The Gods Demand a Sacrifice

The markets want austerity. It's a textbook case of mystification -- transmuting class interest into objective logic, imputing social objectives to the desires of an all-powerful thing. This is the ideological reflex of a society cannibalizing itself: symphony musicians kicked to the curb, school closings hitting Black and brown communities in Philadelphia (23 schools) and Chicago (54 schools), the overthrow of democratic governance in Detroit, attacks on civil servants in nearly every state.

Taken together, I can't escape the feeling that these phenomena are the sickly pulse of a dissolute society, the signposts of imperial decay. In a couple of weeks, I’ll try to explain why.
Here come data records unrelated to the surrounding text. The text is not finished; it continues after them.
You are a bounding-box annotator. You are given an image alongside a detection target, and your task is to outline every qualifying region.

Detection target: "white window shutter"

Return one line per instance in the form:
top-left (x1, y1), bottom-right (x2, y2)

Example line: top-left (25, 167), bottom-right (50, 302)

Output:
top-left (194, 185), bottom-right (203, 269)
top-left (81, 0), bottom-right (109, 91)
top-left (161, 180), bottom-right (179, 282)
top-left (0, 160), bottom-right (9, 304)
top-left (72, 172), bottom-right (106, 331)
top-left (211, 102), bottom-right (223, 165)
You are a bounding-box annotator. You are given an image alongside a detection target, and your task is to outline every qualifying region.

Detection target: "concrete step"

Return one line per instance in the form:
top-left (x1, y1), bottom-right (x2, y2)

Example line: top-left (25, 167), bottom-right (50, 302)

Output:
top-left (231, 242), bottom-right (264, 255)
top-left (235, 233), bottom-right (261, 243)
[1]Here is Edward Said's take: Unlike the words of a great poem, which have all sorts of specific meanings and possibilities beyond those made use of by the poet, the notes in a piece of music in the end either refer back to themselves or to other music, and are uncorrupted by references or connotations that stand outside the actual sound. (from "Cosmic Ambition" London Review of Books Vol. 23 No. 14)

[2]A good friend of mine, who became an activist in the Chicano community, studied classical music at Berkeley but also turned his back on it upon graduation, for similar reasons. My first hip hop album was Party Music by The Coup.  I finally started playing the violin again last year.

[3]A very eloquent analysis of the wave of strikes and lockouts is here.

[4]Dumenil, Gerard, and Levy, Dominique. "Neoliberal Income Trends." New Left Review II 30. More precisely, they identify this with the 75-98 percentile of income earners: $75,000 to $200,000 per year.

[5]During a discussion about Marx, one of my university classmates exclaimed "Can't we just admit things are pretty good for most of us?"

[6]This is from the CBO report "Distribution of Household Income and Federal Taxes, 2008 and 2009." Sorry I couldn't break it down to the top 15 percent.

[7] To be clear, I fully support the musicians’ unions and their demands to maintain their contract standards; I am also not suggesting that these union members actually supported neoliberalism.

[8] Schwartz, Nelson D. "Recovery in U.S. Is Lifting Profits But Not Jobs" New York Times. 4 Mar 2013.

The views expressed here are those of the author and do not necessarily represent those of the entire War Times project

Lynn Koh is a long-time activist in the anti-war movement, and is a labor organizer in the Bay Area.